Dear Anna Lisa Kristina,
So since you’re not accepting my phone calls, I’m gonna write you letter explaining what I mean. Shit, I don’t even know why you’re so mad at me. What the fuck did I do?
Was it because I want to be honest with you? Because I want you to be honest with me? Because I believe that we should tell each other every little thing we’re feeling to the other so our relationship will be based in truth instead of what everyone around is doing? Basing their relationships on fear? Or is it because I keep saying we’re in a relationship and you just don’t like hearing the word? Because it scares you? Because you don’t think you’re ready?
Well guess what, Tweety Bird, no one is ready. This thing happens when it decides to happen and there’s nothing anyone can do about it. Love happens. And no one will ever be ready. What makes the difference between a good one and a bad one is if the people don’t give into their fear of the past or the present or for the future, when they look into the other persons eyes and just give faith to that person that they both can do this together. That they will not be alone in their daily struggles. That they have someone who they can talk to about things, about anything, about everything. That’s what it really is about, Tweety. you got to trust me. Otherwise, why are we even doing this?
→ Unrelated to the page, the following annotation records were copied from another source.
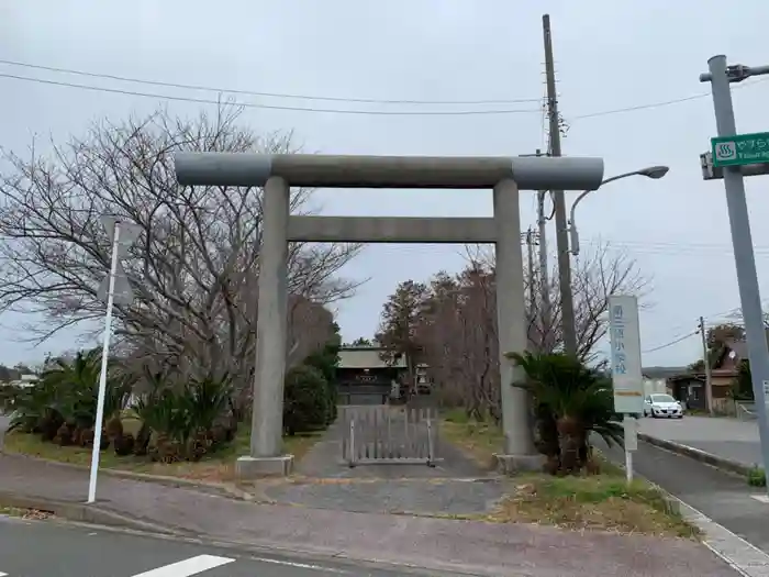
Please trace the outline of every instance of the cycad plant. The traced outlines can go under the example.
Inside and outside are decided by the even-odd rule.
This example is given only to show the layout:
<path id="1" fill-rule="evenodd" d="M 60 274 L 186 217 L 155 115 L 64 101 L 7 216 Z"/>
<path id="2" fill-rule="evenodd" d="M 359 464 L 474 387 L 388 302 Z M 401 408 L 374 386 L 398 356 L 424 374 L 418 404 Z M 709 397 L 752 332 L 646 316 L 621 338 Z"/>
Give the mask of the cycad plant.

Yeah. I know. I can come off a little too intense. I can’t help that. When I see you, when I think about your face, your big glasses, your chubby cheeks, your friggin’ bangs, your hands, it makes me want to trust you. And I want to get the ball rolling because I can see us being in each other lives for a really long time. I don’t know why I feel that, but see this is what i’m talking about. I’m putting my faith in you. I’m trusting you to be with me every step of the way.
When I get my seventeenth job. When I get fired from my seventeenth job. When I apply for my eighteenth job. When I go to college. When I graduate from college. When I get my novel published. When I become rich and famous. When I go bankrupt for hiring a shady accountant. When I am about to beat him up but think about our children and stop myself. When I find another, less stressful, but consistent job. When I get old and wrinkly.
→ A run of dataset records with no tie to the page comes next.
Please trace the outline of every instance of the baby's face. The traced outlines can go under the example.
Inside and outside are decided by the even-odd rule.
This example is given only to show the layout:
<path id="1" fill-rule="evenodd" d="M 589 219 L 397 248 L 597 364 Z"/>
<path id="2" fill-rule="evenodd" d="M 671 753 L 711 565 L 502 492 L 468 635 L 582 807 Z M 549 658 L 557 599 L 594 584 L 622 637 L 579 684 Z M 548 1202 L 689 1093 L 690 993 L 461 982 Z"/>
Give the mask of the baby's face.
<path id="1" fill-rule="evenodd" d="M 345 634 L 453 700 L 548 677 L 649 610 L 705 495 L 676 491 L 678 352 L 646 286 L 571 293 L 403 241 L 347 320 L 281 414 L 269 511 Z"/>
When you graduate school. When you go into nursing school. When you graduate. When you work double shifts and your feet hurt and you just look at me and I know to get the oil and rub your feet. When you have our first baby. When you get promoted to head nurse. When you transfer from a county facility to private. When you have our second baby. When you take me to your high school reunion. When you see our kids off to college. When you get old and wrinkly.
now I’m not saying that’s how it’s going to go. I don’t even know if we’ll last ten months. Shit, according to you, we’re not even in a relationship! But everything I’ve talked about in the previous paragraphs is what everyone want, ultimately, we might as well admit to it, face it, be honest about it, and live up to it. together.
I want to find out if we ARE going to have that life together. Because if we aren’t, we’ll find out soon enough.
But we have to have faith in each other enough to try. Otherwise, we should just be friends.